The reader will be mindful, reading the last sentence, that it was uttered in 1916, a year before America’s entrance into the war against Germany.
Mrs. Harris’s books require reading, not critical discussion. And having read them the criticism ensuing will not be literary criticism but a criticism of life—which literature is sometimes held to be. In the valley she lives with her daughter Faith, now Mrs. Harry Leech. It should be noted that the acknowledged original of Susan Walton in her book,The Co-Citizens, was Mrs. William H. Felton, Georgia’s pioneer suffragist, a woman much honored for her public spirit and for public services rendered as a private person, notably the production at the right moments of a scrapbook in which were pasted all sorts of bits of information about officeholders and candidates. Mrs. Felton collected these items for years. She was over 80 when Mrs. Harris wrote her intoThe Co-Citizensand although she lived in Cartersville, near “the valley,” the two women did not meet until after the publication of the novel.
No better close for this chapter than its opening—Mrs. Harris’s own words! She is picturing her life—and quite as vividly herself—to Isma Dooley. It is after her visit to the European battlefronts. She revives not what she saw of horror and struggle there, but what she has known of pettiness and greatness in her peaceful home:
“I was so worried over the feuds between the brethren and the choir and my own fault-finding spirit that I used to go round behind the church sometimes and sit down among the graves to comfort myself.
“We have buried our people there for sixty years. Men who never could get on with each other in the church are lying side by side, like brothers in the same bed. I say it encourages me to know that the time will come when we, too, will finish our day’s work and the strife with which we test each other’s spirits, and lie down out there like the lion and the lamb, together. But we shall be dead, which, in my opinion, is the only safe way for lions and lambs to lie down together.
“I’d sit there and watch the fallen autumn leaves come whirling and tipping over the tombs like little brown spirits of the dust, blown in the wind. I thought of what a good man old Amos Tell was, though nobody could get on with him in the church. But his contrariness didn’t count now in my thoughts. I only remembered how he bore the burdens of the church; how cross, but generous he was with the poor; how he made the coffin for Molly Brown’s husband and didn’t charge for it. Then I’d bend down and pull a few weeds from among the violets that grew round his monument, as I’d have dusted his coat for him after a long journey. And I would walk over and look at John Elrod’s fine tomb—John, who didn’t know whether he was willing to be a fool for Christ’s sake and who surpassed the wise in the simplicity of his faith.

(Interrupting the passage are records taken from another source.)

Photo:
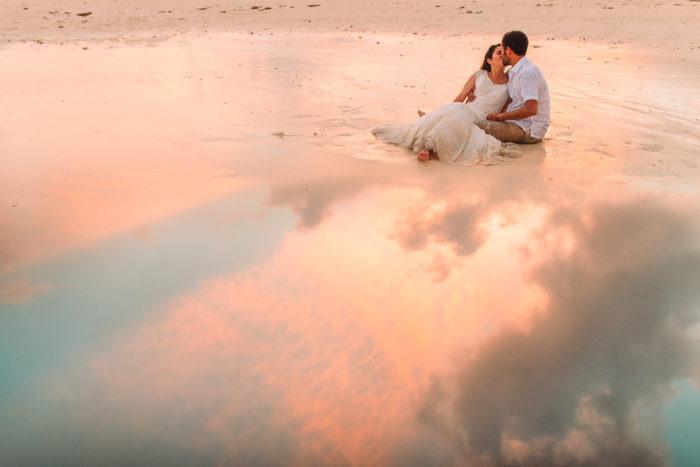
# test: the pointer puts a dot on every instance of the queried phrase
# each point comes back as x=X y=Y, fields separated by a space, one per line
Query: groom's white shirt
x=526 y=82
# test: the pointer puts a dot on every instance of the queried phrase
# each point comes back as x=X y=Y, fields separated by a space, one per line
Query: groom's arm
x=466 y=90
x=528 y=110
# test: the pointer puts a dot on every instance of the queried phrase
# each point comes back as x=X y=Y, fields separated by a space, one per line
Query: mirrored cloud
x=584 y=385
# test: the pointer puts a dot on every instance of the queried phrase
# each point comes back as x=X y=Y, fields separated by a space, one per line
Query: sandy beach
x=207 y=258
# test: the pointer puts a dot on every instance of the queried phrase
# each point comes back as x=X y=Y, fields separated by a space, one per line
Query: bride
x=449 y=133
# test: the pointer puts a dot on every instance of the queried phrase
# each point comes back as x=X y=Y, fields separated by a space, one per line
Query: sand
x=222 y=265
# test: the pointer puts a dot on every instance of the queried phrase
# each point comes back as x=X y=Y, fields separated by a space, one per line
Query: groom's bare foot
x=424 y=155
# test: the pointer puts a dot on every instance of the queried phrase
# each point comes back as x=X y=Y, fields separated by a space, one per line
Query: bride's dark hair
x=489 y=54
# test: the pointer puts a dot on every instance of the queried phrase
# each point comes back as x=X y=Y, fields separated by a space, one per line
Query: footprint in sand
x=651 y=147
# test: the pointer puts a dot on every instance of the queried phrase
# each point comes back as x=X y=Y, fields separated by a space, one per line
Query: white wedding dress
x=450 y=131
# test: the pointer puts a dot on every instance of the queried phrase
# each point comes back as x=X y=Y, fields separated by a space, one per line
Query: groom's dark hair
x=516 y=40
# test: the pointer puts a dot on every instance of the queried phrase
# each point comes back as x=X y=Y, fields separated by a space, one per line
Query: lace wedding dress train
x=450 y=131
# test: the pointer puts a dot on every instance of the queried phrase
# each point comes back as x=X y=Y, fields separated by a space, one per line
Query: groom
x=527 y=111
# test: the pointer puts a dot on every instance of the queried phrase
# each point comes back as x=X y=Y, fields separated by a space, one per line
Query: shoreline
x=637 y=25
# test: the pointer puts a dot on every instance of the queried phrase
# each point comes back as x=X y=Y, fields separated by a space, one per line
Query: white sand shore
x=668 y=26
x=205 y=256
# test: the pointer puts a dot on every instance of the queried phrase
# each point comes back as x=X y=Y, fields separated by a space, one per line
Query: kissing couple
x=493 y=108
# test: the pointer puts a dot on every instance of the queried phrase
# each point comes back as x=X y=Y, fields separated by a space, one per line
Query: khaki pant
x=508 y=132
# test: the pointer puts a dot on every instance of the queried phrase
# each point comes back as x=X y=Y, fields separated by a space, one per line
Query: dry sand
x=190 y=121
x=668 y=25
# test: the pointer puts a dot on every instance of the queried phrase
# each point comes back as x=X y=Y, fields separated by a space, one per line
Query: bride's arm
x=467 y=89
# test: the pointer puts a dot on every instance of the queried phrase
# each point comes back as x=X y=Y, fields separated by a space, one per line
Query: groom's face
x=506 y=56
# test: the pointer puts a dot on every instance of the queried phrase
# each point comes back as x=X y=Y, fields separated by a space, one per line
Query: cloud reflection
x=583 y=386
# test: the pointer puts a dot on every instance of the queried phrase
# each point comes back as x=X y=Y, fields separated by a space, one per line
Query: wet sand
x=205 y=256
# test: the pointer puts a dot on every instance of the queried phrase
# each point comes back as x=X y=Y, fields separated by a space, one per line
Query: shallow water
x=207 y=258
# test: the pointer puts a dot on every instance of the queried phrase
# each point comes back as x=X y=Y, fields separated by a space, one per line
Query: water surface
x=205 y=257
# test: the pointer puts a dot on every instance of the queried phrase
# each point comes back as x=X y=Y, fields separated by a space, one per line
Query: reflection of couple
x=501 y=107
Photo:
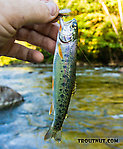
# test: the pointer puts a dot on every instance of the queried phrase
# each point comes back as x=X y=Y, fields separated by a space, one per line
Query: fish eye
x=74 y=25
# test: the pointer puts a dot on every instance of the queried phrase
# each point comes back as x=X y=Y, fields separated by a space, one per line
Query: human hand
x=27 y=20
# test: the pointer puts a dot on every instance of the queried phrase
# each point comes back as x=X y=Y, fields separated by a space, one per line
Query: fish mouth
x=65 y=38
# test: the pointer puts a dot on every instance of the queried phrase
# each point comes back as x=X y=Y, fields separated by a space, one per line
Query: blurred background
x=96 y=110
x=100 y=31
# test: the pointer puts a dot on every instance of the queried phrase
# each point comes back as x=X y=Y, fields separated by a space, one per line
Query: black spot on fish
x=66 y=90
x=62 y=96
x=59 y=110
x=68 y=80
x=61 y=105
x=64 y=66
x=65 y=76
x=66 y=55
x=67 y=60
x=63 y=84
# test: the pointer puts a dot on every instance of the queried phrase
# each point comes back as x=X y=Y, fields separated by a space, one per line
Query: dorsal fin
x=52 y=84
x=51 y=108
x=74 y=89
x=60 y=51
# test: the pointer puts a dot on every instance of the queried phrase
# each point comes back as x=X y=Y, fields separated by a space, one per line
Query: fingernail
x=52 y=8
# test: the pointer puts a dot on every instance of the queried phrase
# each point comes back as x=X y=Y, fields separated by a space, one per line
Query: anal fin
x=51 y=108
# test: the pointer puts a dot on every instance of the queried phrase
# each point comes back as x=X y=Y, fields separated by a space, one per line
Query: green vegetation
x=100 y=30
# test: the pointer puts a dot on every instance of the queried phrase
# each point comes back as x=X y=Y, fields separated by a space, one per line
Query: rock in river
x=9 y=97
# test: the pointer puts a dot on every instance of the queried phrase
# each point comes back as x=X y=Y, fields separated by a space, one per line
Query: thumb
x=33 y=11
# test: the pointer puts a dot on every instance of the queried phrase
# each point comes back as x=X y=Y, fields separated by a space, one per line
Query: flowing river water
x=96 y=110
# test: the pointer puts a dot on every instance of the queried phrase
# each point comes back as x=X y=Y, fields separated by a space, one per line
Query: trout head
x=68 y=31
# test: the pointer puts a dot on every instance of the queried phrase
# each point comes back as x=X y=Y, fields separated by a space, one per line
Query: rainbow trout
x=64 y=74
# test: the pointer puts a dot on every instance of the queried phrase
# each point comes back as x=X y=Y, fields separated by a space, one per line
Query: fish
x=64 y=75
x=9 y=97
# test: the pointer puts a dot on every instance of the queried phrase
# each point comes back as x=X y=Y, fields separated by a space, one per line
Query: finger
x=36 y=39
x=48 y=29
x=25 y=54
x=30 y=12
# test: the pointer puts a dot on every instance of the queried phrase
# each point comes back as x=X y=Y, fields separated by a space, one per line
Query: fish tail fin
x=51 y=133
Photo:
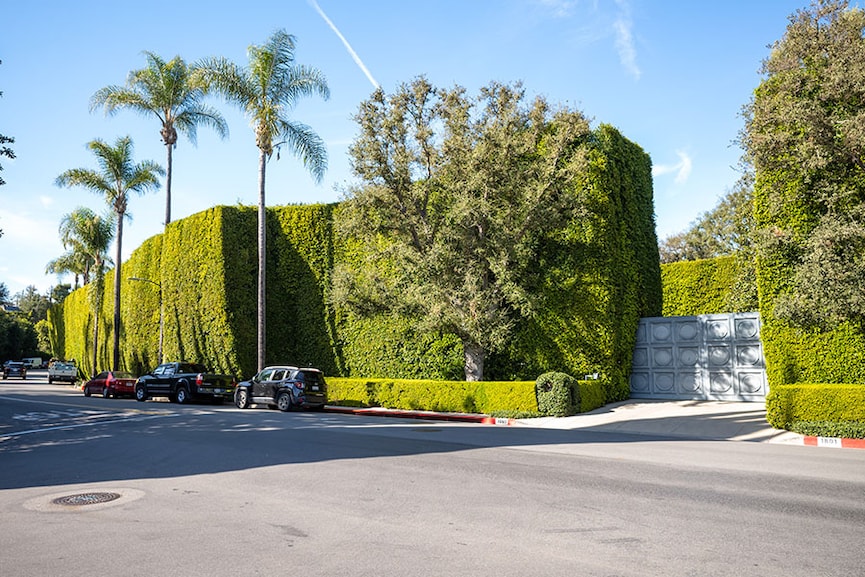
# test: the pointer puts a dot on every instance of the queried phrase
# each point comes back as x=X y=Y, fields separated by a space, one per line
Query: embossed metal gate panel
x=718 y=357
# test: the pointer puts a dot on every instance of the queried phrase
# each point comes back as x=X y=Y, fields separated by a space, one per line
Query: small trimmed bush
x=558 y=395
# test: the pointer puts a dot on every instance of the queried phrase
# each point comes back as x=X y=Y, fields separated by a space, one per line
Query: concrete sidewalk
x=713 y=420
x=717 y=420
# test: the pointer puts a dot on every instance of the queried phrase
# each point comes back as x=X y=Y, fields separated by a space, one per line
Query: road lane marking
x=123 y=419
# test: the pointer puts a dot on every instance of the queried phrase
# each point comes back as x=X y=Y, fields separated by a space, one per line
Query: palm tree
x=86 y=236
x=117 y=177
x=171 y=91
x=266 y=90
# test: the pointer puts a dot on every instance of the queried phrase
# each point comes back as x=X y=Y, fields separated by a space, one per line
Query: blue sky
x=672 y=76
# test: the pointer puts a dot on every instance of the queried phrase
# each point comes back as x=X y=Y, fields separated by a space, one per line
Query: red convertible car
x=111 y=384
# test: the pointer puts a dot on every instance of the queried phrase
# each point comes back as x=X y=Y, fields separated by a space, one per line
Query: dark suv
x=285 y=387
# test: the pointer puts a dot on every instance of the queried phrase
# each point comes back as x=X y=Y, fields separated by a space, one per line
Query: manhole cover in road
x=82 y=499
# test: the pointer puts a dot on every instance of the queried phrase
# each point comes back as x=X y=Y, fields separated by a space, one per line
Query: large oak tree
x=456 y=193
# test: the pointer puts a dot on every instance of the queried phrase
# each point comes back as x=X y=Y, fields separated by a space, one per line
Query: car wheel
x=241 y=399
x=283 y=401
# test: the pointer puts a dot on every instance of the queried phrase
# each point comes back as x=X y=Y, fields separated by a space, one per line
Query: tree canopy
x=805 y=135
x=456 y=193
x=117 y=177
x=174 y=93
x=724 y=230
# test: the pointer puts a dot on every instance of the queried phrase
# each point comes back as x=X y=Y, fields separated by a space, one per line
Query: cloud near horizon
x=623 y=27
x=681 y=168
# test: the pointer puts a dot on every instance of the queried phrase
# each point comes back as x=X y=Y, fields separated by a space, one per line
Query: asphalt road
x=212 y=490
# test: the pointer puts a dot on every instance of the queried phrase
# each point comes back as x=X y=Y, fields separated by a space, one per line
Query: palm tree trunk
x=262 y=233
x=117 y=261
x=474 y=360
x=168 y=186
x=95 y=340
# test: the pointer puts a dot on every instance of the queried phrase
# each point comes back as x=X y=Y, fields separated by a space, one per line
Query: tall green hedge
x=599 y=277
x=797 y=355
x=724 y=284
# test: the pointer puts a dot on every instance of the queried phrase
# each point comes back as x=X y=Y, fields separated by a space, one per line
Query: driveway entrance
x=706 y=357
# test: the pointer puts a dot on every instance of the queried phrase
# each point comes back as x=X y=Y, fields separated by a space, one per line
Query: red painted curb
x=422 y=415
x=834 y=442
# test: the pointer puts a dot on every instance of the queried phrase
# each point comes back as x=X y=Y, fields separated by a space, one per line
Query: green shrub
x=483 y=397
x=846 y=429
x=788 y=404
x=558 y=395
x=709 y=286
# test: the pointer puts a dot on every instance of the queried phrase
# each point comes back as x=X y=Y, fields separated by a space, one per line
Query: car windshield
x=191 y=368
x=309 y=377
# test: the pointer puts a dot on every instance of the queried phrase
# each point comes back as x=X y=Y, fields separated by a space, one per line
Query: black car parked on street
x=285 y=387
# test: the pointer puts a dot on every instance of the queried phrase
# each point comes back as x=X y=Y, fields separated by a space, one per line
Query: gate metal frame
x=706 y=357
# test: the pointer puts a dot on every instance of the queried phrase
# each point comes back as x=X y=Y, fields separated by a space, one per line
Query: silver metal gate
x=717 y=357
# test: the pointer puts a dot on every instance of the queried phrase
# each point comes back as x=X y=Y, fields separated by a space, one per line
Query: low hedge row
x=818 y=409
x=498 y=398
x=426 y=395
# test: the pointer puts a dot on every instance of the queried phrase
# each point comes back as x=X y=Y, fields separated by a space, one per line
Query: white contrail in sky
x=348 y=47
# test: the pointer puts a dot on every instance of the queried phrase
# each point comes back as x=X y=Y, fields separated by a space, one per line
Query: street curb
x=422 y=415
x=834 y=442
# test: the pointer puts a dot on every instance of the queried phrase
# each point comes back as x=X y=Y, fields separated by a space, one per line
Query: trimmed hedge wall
x=789 y=405
x=448 y=396
x=601 y=275
x=699 y=287
x=485 y=397
x=795 y=355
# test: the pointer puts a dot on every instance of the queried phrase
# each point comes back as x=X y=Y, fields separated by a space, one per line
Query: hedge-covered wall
x=723 y=284
x=600 y=276
x=796 y=355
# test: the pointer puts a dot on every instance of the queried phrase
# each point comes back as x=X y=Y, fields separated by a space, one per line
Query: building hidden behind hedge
x=600 y=276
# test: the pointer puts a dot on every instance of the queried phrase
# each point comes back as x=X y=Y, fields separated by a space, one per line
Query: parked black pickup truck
x=184 y=382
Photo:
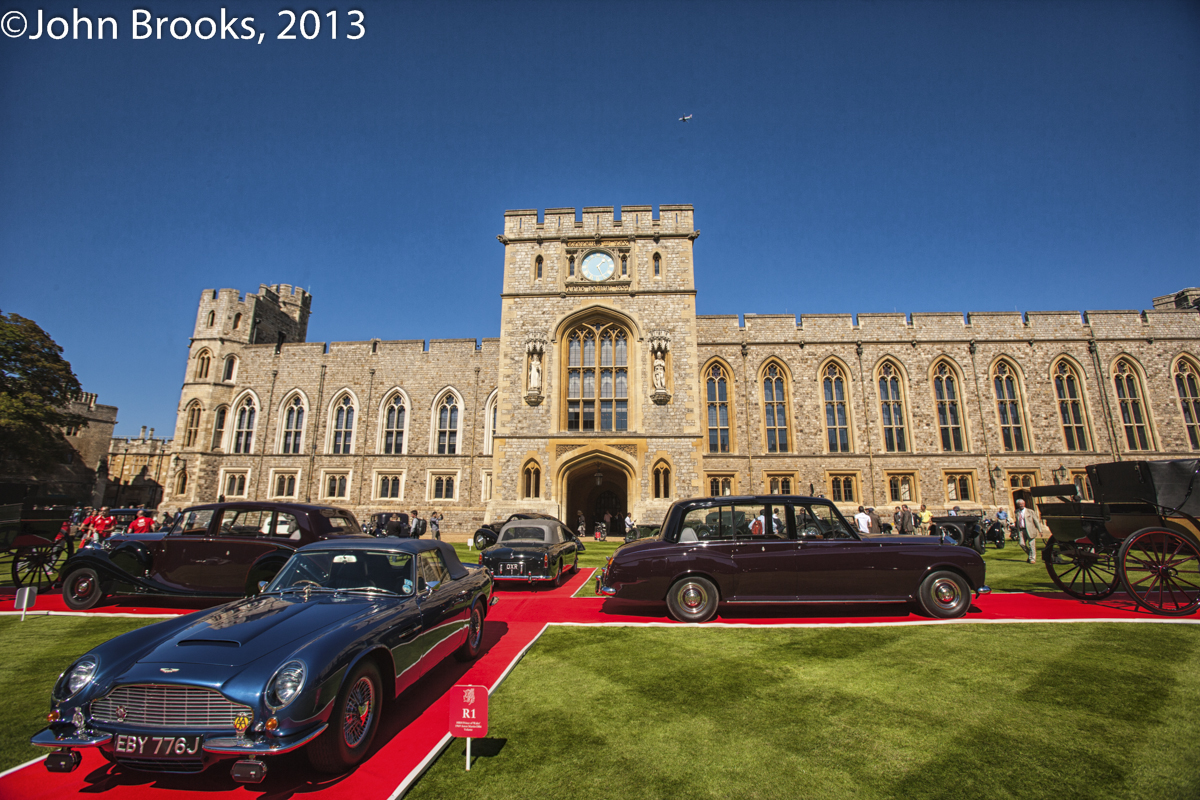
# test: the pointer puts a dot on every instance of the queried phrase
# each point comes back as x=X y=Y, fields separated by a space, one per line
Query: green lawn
x=1021 y=711
x=35 y=653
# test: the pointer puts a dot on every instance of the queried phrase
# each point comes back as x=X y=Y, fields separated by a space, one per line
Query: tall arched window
x=394 y=426
x=448 y=426
x=1188 y=388
x=1133 y=415
x=946 y=394
x=202 y=365
x=532 y=481
x=661 y=481
x=1008 y=408
x=1067 y=388
x=718 y=409
x=892 y=409
x=219 y=421
x=343 y=426
x=774 y=408
x=293 y=425
x=598 y=378
x=192 y=425
x=244 y=428
x=837 y=420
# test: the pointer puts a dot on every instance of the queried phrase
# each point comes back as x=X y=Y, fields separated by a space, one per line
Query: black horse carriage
x=1139 y=535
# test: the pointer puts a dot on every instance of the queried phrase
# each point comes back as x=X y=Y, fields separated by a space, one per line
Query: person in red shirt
x=143 y=524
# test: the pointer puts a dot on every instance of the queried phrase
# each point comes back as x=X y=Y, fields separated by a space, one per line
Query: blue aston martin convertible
x=305 y=663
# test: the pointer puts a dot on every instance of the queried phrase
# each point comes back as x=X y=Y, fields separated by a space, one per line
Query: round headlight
x=286 y=684
x=77 y=678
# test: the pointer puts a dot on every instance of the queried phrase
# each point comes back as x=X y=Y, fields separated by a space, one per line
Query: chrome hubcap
x=359 y=704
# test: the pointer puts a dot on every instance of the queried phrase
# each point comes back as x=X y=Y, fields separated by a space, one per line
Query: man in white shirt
x=863 y=521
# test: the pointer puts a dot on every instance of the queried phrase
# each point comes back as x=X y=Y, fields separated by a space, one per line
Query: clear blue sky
x=843 y=157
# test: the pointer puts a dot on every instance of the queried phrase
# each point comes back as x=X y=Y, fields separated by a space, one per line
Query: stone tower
x=226 y=323
x=598 y=390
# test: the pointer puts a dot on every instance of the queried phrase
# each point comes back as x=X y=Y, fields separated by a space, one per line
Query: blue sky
x=843 y=157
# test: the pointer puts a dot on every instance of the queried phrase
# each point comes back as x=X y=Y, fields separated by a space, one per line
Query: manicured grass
x=1021 y=711
x=35 y=654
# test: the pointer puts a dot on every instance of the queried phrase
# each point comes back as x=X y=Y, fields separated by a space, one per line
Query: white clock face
x=597 y=266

“I’d look down at Abbie Carmichael’s grave as I passed—such a dingy little grave, with such a meek little monument over it. We used to think she was a great trial in the missionary society, always wanting to turn it into a spiritual meeting instead of attending to the business and collecting dues. She was hungry for the bread of life from morning till night. Now she was satisfied, with her dust lying so close to the roots of the great trees.
“I always feel as if I can bear with the living more patiently after I’ve spent an hour in this churchyard and seen how far removed the dead are from their transgressions.”